According to Reinaldo, the PT violated the rights of wealthy prisoners.
A neoconservative blogger claims that the Workers' Party's commitment to prisoners' rights is recent; he states that three prominent prisoners in the recent past – Eliana Tranchesi, Celso Pitta, and Daniel Dantas – had their rights violated.
247 - Neoconservative columnist Reinaldo Azevedo, from Veja.com and Folha, claims that the PT (Workers' Party) only recently discovered the rights of prisoners. Below is his analysis:
Lying, conspiring, betraying
In a democracy, the PT's motto can be summarized as follows: 'To friends, everything, except the law; to enemies, nothing, not even the law.'
The Workers' Party (PT) neither invented nor inaugurated corruption in Brazil. But only this party dared, among us, to transform it into a category of thought and a theory of power. And that makes all the difference. The party is a follower of the moral relativism of the left. In a democracy, its motto can be summarized as follows: "For friends, everything, except the law; for enemies, nothing, not even the law." To have a future, one must have a memory.
Eliana Tranchesi was arrested in 2005 and 2009. In 2008, it was Celso Pitta's turn, surprised at home in his pajamas. Daniel Dantas, in the same year, was paraded in handcuffs. In all three cases, and there were many more, TV crews accompanied the federal agents. This partnership violated the rights of the accused. Who cared? Lula boasted: "Never before in the history of this country have so many people been arrested." It was the Federal Police in the rhythm of "The Rich Also Cry."
Even if they were ultimately convicted, which they weren't, the spectacle would have been illegal. Woe to anyone who dared to point out, as this writer did (the archives exist), the fascist-like circus! They would become the target of the fury of the "swordsmen of others' reputations," accused of defending the wealthy. Try to find a single PT (Workers' Party) intellectual—as if such a thing existed—who has written a single line against the excesses of the "repressive State." On the contrary! For example, a hellish fuss was made against the correct 11th Binding Precedent of the Supreme Federal Court, which regulated the use of handcuffs. "The right wing only wants to handcuff the poor!" they roared.

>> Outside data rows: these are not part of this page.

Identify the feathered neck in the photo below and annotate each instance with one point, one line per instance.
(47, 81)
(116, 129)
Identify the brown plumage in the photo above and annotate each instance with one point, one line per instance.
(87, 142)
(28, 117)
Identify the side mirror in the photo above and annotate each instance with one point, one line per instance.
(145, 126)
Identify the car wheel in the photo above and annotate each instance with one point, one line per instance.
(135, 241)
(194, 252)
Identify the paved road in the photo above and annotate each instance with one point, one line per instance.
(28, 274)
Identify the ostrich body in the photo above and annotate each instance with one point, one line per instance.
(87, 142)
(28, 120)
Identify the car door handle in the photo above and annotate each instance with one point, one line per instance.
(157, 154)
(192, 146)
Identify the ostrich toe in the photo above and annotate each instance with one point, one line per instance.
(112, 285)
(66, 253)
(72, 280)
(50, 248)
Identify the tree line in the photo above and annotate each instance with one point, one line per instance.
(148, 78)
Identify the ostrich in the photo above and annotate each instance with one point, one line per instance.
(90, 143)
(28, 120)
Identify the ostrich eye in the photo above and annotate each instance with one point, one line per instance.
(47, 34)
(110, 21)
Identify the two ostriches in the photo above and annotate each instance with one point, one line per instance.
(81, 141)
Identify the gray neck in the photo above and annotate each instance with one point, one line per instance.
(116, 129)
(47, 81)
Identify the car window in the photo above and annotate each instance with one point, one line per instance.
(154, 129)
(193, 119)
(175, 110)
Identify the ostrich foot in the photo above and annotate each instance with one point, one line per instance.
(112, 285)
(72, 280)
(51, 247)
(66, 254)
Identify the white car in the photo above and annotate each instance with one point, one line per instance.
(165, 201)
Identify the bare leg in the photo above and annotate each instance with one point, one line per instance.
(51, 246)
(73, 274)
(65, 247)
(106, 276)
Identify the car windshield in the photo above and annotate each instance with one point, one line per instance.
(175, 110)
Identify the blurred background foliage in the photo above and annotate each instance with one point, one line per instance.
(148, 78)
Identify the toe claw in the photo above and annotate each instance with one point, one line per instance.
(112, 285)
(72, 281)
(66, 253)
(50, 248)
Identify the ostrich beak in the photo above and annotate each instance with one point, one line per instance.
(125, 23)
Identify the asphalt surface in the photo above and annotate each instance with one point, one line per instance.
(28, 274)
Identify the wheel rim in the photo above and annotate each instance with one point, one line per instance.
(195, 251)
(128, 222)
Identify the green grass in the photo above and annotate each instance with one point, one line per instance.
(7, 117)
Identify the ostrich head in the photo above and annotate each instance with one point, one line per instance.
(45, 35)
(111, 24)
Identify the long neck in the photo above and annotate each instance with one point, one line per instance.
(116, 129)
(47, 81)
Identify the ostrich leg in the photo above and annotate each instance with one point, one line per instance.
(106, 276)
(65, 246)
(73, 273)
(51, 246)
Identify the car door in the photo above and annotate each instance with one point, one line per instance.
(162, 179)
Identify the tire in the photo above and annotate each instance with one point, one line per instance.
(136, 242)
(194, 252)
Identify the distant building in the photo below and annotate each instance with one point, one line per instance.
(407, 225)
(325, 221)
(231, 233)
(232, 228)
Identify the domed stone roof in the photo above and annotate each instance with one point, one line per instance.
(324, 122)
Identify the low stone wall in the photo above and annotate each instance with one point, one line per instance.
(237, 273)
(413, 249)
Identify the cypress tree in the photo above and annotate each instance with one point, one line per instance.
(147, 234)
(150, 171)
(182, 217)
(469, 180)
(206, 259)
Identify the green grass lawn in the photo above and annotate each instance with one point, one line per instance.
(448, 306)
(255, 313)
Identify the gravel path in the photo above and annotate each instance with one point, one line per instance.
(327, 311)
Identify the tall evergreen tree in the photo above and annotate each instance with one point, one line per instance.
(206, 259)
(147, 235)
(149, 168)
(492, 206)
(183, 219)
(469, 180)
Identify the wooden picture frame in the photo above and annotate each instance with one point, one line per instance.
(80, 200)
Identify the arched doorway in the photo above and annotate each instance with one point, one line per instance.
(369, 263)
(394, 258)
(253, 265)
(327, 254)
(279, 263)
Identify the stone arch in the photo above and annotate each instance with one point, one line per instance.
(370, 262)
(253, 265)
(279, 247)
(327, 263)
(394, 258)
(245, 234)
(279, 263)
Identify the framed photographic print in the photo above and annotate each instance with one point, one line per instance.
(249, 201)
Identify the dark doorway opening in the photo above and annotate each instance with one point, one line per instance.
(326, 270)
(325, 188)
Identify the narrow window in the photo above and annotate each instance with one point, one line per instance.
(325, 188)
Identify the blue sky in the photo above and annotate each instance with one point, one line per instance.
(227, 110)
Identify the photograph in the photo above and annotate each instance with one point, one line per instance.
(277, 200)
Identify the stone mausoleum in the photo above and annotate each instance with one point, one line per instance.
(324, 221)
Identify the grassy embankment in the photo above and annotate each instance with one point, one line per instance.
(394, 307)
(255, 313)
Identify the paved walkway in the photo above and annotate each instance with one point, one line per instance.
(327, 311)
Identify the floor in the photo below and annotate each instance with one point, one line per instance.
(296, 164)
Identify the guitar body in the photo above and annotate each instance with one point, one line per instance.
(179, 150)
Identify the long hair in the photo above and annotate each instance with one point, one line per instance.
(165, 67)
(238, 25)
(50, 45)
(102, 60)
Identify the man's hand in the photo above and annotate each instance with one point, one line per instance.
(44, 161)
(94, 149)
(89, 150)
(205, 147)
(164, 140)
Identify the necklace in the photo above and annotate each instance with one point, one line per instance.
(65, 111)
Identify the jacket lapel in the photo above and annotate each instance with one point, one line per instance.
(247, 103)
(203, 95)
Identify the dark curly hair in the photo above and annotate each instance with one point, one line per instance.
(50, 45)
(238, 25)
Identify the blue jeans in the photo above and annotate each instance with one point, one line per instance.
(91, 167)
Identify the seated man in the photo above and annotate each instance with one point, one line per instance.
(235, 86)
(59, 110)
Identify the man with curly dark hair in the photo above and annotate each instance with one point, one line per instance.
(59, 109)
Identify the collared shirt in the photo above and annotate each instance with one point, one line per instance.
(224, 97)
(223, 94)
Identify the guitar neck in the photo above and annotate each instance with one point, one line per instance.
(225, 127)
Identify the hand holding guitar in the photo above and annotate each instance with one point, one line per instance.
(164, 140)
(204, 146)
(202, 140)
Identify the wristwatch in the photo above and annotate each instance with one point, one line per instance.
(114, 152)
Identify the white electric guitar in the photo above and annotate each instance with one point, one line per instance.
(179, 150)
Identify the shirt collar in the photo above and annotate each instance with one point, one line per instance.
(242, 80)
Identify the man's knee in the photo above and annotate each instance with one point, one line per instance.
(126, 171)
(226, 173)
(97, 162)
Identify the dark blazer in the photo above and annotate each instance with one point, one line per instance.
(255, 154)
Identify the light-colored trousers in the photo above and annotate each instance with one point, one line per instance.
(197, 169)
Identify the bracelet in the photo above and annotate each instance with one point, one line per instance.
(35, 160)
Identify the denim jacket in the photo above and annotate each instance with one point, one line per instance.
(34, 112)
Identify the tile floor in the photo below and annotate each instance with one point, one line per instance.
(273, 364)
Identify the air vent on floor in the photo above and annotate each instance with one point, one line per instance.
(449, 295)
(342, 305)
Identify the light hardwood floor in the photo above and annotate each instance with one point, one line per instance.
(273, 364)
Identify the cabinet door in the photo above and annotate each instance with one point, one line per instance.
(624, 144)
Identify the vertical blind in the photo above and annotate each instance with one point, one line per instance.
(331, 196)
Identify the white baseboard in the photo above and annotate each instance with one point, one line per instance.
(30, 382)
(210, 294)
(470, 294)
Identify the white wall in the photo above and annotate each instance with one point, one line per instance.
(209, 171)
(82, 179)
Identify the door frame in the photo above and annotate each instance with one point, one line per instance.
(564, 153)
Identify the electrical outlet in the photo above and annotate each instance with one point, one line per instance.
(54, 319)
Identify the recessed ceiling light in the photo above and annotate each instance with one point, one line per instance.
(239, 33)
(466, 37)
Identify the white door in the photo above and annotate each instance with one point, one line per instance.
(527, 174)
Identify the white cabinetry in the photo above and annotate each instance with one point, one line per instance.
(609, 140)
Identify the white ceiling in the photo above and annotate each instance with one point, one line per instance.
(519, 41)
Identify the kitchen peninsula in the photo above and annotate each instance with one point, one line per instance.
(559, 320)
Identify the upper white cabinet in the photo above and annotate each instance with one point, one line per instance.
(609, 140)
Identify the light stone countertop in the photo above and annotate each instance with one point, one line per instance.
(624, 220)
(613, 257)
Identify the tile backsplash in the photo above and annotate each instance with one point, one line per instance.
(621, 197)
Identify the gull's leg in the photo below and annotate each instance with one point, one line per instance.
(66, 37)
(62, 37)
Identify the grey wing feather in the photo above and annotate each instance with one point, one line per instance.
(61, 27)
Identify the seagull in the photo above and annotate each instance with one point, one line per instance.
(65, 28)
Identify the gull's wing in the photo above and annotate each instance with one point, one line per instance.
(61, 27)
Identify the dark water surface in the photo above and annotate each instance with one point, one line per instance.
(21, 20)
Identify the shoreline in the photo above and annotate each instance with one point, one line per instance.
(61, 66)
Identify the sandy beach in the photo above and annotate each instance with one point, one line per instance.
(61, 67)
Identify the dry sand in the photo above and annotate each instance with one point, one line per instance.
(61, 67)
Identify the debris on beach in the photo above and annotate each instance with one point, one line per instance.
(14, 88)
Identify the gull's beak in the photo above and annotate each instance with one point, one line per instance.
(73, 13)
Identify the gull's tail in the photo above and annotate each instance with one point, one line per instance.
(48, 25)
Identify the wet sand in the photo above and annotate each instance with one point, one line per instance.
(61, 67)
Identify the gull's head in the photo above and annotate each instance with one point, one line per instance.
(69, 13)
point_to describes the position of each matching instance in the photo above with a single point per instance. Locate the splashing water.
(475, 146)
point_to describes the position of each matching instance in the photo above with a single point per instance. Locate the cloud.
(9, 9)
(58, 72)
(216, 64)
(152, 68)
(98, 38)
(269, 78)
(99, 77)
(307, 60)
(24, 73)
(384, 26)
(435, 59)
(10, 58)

Until the time came for the trio of PT criminals to pay their debt to society in Papuda prison. Then everything changed. The persecutory glee gave way to humanist and celebratory rhetoric. They accuse Joaquim Barbosa of brutality and the sensationalism of the arrests, but they don't cite, because there isn't one, a single law that has been violated. Where is the code, the article, the paragraph, the clause, the sub-clause? Nothing comes.

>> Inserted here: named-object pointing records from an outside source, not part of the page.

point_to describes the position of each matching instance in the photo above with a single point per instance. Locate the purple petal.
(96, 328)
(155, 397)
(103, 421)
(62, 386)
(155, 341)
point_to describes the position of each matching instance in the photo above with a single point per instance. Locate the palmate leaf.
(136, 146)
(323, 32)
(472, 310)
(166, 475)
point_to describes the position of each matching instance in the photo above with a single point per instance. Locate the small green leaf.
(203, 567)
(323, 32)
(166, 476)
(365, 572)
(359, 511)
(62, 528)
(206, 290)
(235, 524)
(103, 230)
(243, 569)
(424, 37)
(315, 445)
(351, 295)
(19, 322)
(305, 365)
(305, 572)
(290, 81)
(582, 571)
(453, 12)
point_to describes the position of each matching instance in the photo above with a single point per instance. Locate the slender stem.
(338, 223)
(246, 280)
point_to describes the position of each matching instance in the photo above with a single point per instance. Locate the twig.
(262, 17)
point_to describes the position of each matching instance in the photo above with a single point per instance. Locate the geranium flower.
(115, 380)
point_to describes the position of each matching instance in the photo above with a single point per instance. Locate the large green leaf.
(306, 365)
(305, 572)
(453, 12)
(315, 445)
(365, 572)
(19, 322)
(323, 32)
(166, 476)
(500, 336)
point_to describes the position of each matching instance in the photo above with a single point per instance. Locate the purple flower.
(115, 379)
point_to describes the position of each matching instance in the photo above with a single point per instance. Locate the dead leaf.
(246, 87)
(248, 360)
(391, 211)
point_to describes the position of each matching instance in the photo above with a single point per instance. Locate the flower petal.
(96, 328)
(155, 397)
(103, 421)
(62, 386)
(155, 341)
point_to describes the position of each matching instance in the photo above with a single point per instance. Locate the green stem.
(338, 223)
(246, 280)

This mentality has a history. In a text entitled "Their Morality and Ours," Trotsky explains why the Bolsheviks can, and should!, commit crimes, unacceptable only to their enemies. He imagines a "moralist" asking him if, in the struggle against the capitalists, all means are admissible, including "lying, conspiracy, betrayal, and murder."
And he replies: "Admissible and obligatory are all means, and only those, that unite the revolutionary proletariat, that fill its heart with an unwavering hostility to oppression, that teach it to despise official morality and its democratic heralds, that give it awareness of its mission and increase its courage and selflessness. From this it follows that not all means are admissible."
The text is from 1938. Two years later, a Stalinist agent infiltrated his entourage and struck him in the head with an ice axe. Sinisterly and ironically, like Robespierre, he had written the (im)moral justification for his own death. Look there. Conspiring, lying, betraying, killing... Anything goes to "fight oppression." Only infidelity to the cause is unacceptable. Indeed...
José Dirceu wants to work. The "private business consultant" doesn't need money. He needs a hotel. He could make a t-shirt: "It's not about the R$ 20!". Paulo de Abreu, who offered him, let's say, the job, won this week the right to transfer the antenna of his Top TV from Francisco Morato to Avenida Paulista, Júlia Borba reported this week. SheetThe government made the decision against the technical opinion of Anatel, with whom Abreu has a considerable dispute. What can one say? To paraphrase a famous saying, the PT members have learned nothing and forgotten nothing.
For friends, anything but the law. For enemies, José Eduardo Cardozo and Cade. That's their moral compass.